Non, le fédéral n'est pas à blâmer pour tous les problèmes du Québec, mais n'allez pas croire que Gilles Duceppe veut renoncer à la souveraineté pour autant. Seulement, le chef du Bloc a un combat beaucoup plus pressant par les temps qui courent: défaire Stephen Harper.

Même s'il est convaincu comme jamais de la nécessité de l'indépendance, le chef du Bloc a passé la campagne à tendre la main aux fédéralistes. Son parti, répète-t-il depuis des semaines, est le seul à pouvoir empêcher les conservateurs de former un gouvernement majoritaire.

«On sait que ce n'est pas un référendum, a indiqué le chef du Bloc dans une entrevue à La Presse. Quand ce sera un référendum, je ferai aussi appel aux fédéralistes. S'il y a une chose dont je suis fier, c'est qu'on n'a jamais dit, au Bloc, qu'on fera la souveraineté contre le Canada. Je n'ai jamais tenu ce langage.»

Gilles Duceppe prend ses distances par rapport aux éléments radicaux du mouvement souverainiste. Il fait valoir que les «purs et durs» sont rarement élus. Il veut aussi tourner la page sur le référendum de 1995, dont plusieurs souverainistes estiment qu'il a été «volé» par le fédéral.

«Je n'ai jamais dit que c'est la faute au Canada si on a perdu le référendum, dit-il. C'est nous. Arrêtons de nous conter des histoires, on l'a perdu.»

«On a fait ça longtemps: dire on est victimes, c'est la faute aux autres, ajoute-t-il. Il faut arrêter ça.»

L'homme à vaincre

Faut-il s'étonner si un homme qui demande aux Québécois de cesser de «déifier la victimisation» passe une campagne électorale complète à pourfendre Stephen Harper ?

Dès le déclenchement des élections partielles à Saint-Lambert, au début du mois d'août, Gilles Duceppe a fait du chef conservateur son ennemi no1. Au fil des semaines, il s'est activé à le dépeindre comme un «idéologue» inspiré de George Bush.
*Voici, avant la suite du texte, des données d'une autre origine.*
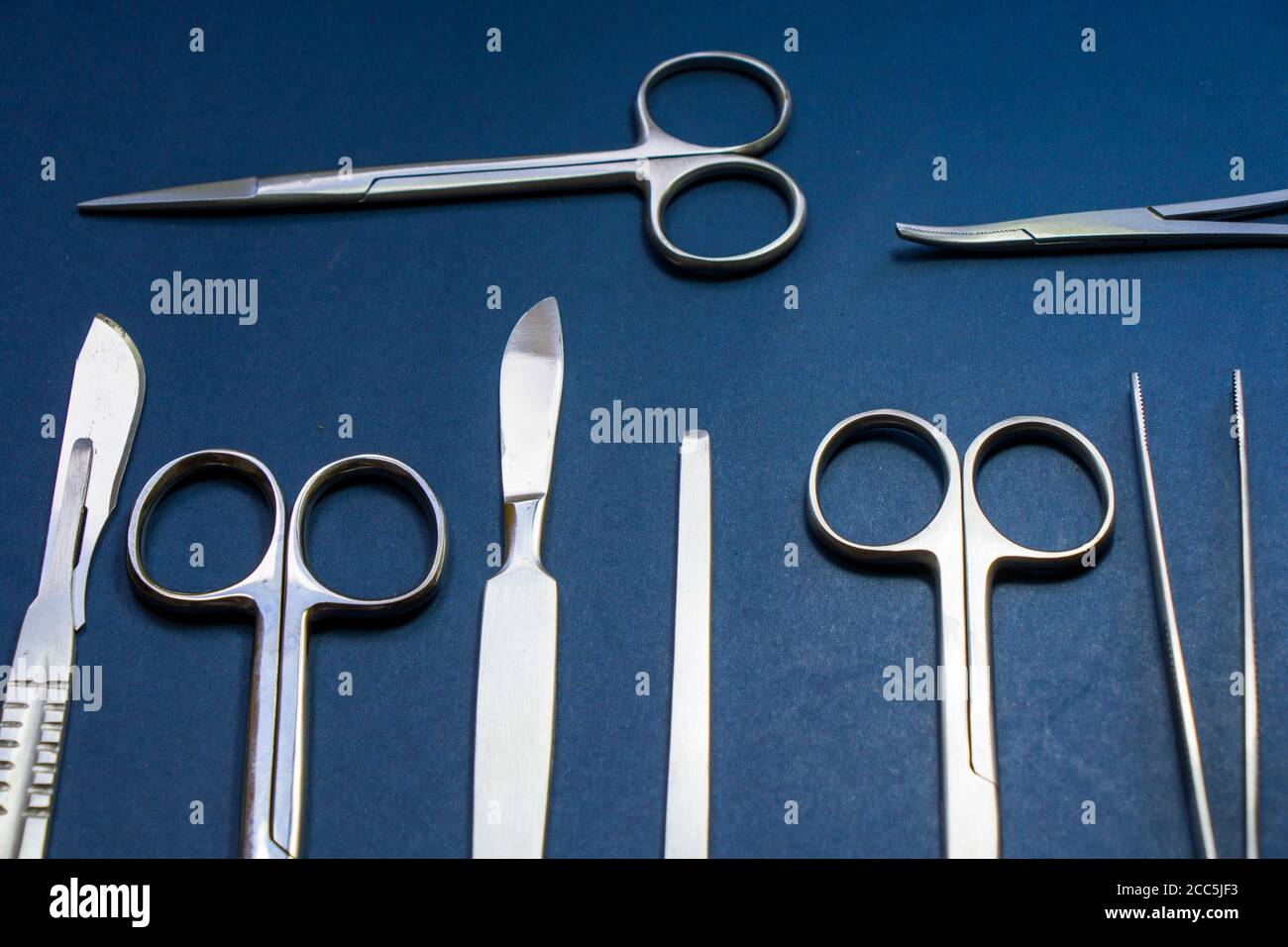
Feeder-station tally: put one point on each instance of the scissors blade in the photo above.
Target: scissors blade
(531, 386)
(688, 787)
(35, 705)
(514, 716)
(217, 195)
(106, 402)
(1201, 814)
(1086, 230)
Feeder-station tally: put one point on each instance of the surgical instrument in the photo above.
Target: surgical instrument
(1201, 815)
(98, 432)
(688, 784)
(1196, 223)
(1250, 751)
(660, 163)
(518, 641)
(284, 596)
(964, 551)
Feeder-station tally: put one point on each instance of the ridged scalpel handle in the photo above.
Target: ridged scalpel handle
(31, 741)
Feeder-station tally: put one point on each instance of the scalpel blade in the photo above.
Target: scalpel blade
(1199, 813)
(107, 398)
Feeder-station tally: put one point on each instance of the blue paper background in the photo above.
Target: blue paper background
(381, 315)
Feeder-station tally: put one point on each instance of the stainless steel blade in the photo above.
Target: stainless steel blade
(518, 647)
(531, 388)
(217, 195)
(107, 397)
(1201, 815)
(688, 787)
(35, 705)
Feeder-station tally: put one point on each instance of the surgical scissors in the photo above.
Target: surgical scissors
(284, 596)
(965, 551)
(1196, 223)
(658, 162)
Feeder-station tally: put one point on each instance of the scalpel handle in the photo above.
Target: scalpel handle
(35, 707)
(31, 740)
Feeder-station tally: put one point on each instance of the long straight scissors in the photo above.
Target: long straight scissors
(964, 551)
(1196, 223)
(284, 596)
(658, 162)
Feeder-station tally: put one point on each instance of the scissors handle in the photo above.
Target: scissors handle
(261, 589)
(282, 592)
(652, 133)
(669, 165)
(934, 543)
(986, 545)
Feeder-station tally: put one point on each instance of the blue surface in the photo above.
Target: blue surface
(381, 315)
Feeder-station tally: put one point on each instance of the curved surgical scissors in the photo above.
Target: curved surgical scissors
(284, 595)
(964, 549)
(658, 162)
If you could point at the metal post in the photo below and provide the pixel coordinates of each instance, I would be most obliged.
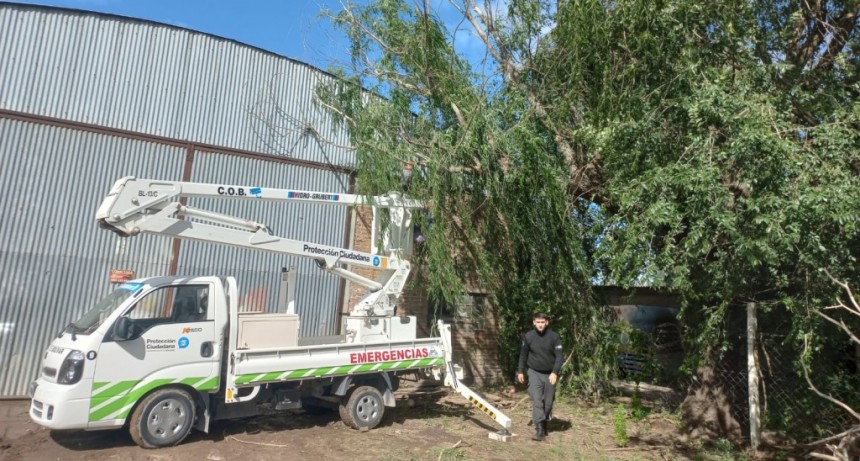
(752, 370)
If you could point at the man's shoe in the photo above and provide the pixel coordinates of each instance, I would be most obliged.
(539, 433)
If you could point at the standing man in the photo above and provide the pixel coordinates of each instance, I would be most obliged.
(541, 353)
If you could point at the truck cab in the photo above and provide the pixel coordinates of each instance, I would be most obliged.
(146, 334)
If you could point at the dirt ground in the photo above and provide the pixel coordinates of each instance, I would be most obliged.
(434, 424)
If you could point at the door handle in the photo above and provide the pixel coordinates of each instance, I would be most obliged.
(206, 349)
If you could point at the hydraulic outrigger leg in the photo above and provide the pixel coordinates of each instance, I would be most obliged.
(473, 397)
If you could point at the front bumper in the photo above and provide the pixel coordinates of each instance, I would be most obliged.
(55, 406)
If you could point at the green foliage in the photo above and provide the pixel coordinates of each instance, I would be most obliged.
(619, 423)
(707, 148)
(637, 410)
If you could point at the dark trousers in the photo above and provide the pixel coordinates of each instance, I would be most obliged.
(542, 394)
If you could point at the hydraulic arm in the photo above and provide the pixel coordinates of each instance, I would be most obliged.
(155, 206)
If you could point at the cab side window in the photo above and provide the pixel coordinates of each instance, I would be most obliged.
(174, 304)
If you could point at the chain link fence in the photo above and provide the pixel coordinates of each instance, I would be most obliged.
(789, 411)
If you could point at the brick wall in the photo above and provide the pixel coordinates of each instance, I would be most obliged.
(476, 350)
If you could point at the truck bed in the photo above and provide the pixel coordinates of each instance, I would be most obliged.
(251, 367)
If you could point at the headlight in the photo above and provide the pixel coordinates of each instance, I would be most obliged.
(72, 368)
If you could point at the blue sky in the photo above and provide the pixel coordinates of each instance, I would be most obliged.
(293, 28)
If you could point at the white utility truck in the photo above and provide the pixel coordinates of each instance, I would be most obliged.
(165, 354)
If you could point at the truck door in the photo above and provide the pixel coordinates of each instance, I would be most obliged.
(172, 341)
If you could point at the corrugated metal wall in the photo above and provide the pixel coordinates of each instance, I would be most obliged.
(158, 81)
(163, 80)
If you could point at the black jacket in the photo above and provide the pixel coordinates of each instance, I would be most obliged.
(541, 352)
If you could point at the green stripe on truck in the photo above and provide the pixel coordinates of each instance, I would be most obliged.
(335, 371)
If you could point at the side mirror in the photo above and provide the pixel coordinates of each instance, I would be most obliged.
(124, 329)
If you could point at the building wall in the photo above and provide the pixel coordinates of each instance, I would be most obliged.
(153, 78)
(476, 344)
(86, 99)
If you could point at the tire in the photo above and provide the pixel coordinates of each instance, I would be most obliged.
(363, 409)
(163, 419)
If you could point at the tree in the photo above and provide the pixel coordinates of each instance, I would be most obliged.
(710, 149)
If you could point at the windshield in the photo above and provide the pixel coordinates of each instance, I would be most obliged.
(102, 310)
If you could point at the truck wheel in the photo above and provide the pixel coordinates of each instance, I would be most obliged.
(164, 418)
(363, 409)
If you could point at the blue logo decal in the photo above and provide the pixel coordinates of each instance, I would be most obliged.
(131, 286)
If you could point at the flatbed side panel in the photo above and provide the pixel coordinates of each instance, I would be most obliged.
(252, 367)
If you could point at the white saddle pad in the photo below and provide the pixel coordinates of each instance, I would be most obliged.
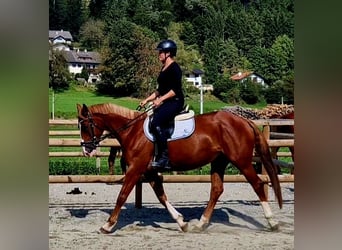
(183, 129)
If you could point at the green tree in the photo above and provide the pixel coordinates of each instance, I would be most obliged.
(58, 12)
(92, 34)
(250, 92)
(59, 75)
(96, 8)
(75, 17)
(282, 52)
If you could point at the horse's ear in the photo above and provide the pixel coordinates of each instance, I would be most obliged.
(85, 110)
(79, 107)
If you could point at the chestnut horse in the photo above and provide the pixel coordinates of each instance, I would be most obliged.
(219, 138)
(114, 150)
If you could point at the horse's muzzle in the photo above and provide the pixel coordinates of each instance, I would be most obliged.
(89, 149)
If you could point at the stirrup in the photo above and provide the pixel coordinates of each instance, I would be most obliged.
(161, 165)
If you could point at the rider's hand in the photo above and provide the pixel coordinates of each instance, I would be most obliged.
(157, 102)
(143, 103)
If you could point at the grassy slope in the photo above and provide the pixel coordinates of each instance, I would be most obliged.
(65, 102)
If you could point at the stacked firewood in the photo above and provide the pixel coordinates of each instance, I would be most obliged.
(270, 111)
(275, 111)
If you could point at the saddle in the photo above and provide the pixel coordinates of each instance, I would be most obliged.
(181, 127)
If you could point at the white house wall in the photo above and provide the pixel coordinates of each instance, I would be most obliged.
(75, 69)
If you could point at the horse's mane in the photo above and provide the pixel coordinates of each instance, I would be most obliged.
(106, 108)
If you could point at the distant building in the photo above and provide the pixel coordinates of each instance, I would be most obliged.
(254, 77)
(195, 77)
(60, 39)
(77, 60)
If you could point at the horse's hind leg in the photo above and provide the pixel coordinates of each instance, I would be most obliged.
(156, 183)
(111, 160)
(217, 172)
(131, 179)
(258, 185)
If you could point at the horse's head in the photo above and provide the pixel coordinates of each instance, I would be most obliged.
(89, 130)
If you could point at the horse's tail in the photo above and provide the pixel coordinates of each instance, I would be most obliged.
(263, 151)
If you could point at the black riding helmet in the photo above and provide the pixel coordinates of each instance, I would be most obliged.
(167, 46)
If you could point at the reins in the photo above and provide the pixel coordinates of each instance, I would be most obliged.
(95, 141)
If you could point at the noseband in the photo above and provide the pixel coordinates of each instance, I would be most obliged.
(94, 142)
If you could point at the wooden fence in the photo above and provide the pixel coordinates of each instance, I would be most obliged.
(68, 138)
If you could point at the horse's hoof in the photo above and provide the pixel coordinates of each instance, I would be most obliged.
(104, 231)
(185, 227)
(274, 225)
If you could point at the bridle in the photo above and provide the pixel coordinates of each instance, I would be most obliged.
(94, 142)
Dimanche dernier, il l'a accusé d'être «tricheur», «menteur», «rétrograde» et de manquer «cruellement de jugement et de sens moral».

Lorsqu'on lui demande s'il peut dire une bonne chose sur le chef conservateur, Gilles Duceppe évoque un discours qu'il a tenu aux Communes lorsque Paul Martin dirigeait un gouvernement minoritaire. Harper s'était élevé contre la conduite des libéraux et avait rappelé au premier ministre qu'il avait «l'obligation morale» de reconnaître les décisions de la Chambre.
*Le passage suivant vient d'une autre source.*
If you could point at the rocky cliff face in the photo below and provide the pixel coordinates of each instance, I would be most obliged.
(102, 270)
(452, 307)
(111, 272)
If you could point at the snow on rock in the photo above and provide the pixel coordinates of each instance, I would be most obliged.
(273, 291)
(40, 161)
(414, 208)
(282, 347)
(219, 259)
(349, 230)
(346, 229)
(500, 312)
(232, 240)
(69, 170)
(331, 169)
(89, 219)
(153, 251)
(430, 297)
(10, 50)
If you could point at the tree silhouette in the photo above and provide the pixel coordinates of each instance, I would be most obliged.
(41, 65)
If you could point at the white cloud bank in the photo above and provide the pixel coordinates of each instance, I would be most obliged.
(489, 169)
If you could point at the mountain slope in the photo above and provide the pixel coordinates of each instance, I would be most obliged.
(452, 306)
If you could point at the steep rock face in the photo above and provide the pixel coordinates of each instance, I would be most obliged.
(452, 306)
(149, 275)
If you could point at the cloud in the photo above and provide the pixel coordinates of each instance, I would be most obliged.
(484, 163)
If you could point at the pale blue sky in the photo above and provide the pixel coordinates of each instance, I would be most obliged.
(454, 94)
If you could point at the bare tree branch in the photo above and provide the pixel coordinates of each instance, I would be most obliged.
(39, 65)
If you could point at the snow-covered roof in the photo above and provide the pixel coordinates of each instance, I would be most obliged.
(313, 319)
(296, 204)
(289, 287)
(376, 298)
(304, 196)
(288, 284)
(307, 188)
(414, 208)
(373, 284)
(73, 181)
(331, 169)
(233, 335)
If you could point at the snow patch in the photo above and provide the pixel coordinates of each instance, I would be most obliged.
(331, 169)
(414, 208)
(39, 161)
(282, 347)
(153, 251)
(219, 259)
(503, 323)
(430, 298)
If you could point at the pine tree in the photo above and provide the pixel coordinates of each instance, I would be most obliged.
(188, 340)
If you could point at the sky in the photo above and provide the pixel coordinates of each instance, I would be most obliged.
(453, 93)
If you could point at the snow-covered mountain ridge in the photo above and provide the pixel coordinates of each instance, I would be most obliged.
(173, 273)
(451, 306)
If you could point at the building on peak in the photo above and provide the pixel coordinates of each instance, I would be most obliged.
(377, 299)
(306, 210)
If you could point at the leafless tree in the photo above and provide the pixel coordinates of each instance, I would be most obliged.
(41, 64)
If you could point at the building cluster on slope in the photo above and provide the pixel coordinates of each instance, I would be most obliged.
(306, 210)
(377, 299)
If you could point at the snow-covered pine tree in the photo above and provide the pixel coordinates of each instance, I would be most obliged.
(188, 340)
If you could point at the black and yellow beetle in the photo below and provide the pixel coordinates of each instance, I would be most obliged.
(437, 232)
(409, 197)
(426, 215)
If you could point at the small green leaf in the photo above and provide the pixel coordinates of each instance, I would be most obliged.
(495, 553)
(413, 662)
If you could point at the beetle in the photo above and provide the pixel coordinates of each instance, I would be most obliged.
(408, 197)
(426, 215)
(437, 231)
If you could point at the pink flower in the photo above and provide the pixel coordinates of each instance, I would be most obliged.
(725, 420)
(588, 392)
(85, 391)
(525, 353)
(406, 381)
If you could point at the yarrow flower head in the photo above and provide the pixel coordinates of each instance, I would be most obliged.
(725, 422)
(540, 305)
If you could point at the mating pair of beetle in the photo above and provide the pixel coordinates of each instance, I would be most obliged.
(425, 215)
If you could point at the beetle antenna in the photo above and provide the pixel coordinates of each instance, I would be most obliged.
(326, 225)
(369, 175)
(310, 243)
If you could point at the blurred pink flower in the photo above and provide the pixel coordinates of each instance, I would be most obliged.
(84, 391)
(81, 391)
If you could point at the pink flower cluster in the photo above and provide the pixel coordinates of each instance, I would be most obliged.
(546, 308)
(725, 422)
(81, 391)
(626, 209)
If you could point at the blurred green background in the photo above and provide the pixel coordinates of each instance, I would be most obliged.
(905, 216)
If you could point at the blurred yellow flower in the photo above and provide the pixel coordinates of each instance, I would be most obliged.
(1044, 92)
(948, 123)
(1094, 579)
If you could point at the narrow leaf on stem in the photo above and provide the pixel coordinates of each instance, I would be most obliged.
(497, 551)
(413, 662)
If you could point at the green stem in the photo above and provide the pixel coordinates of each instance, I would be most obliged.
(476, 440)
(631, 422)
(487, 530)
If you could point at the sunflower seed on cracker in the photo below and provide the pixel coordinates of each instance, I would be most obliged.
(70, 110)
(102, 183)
Il ne pense à rien de plus récent? «Ce n'est pas tellement loin, ça!» répond-il en souriant.

«Stephen Harper représente un parti, c'est le vieux fond réformiste. C'est un parti qui, aux États-Unis, serait le Parti républicain. Je pense que les Américains sont en train de rejeter ça. Même McCain, sur Kyoto, ne partage pas ce que Bush dit.»

«Y en aura pas de facile»

Malgré les sondages favorables, Gilles Duceppe ne pavoise pas. Depuis le début de la campagne, il a changé son régime, ne boit plus de vin - à son grand dam, d'ailleurs - et a perdu plus de 3 kg. Pour rester concentré, il s'impose de courtes relâches pendant ses déplacements. Il finit de lire son quatrième roman en un mois et remplit des sudoku à un rythme effréné.

«J'ai toujours cité Yogi Berra : It ain't over 'till it's over, dit le chef. Maintenant, je commence à citer Claude Ruel : Y en aura pas de facile.»

Le chef reste en mode offensif. Cette semaine, il a transporté sa campagne à Québec et au Saguenay avec l'intention claire d'en expulser les conservateurs. Devant des travailleurs syndiqués, il a éreinté le ministre du Travail, Jean-Pierre Blackburn. Devant les étudiants, il a lancé un appel au vote, 30 fois plutôt qu'une.

Quant au rêve de voir le Québec devenir un pays, Gilles Duceppe le garde bien en tête alors qu'il sollicite un cinquième mandat comme chef du Bloc québécois.

«Le mouvement souverainiste s'est-il développé sous Duplessis ? Non. Il s'est développé au moment où le Québec a participé plus pleinement au Canada avec Jean Lesage. Les Québécois se sont aperçus qu'ils pouvaient faire des choses : écrire des chansons, faire du théâtre, aller à l'école.»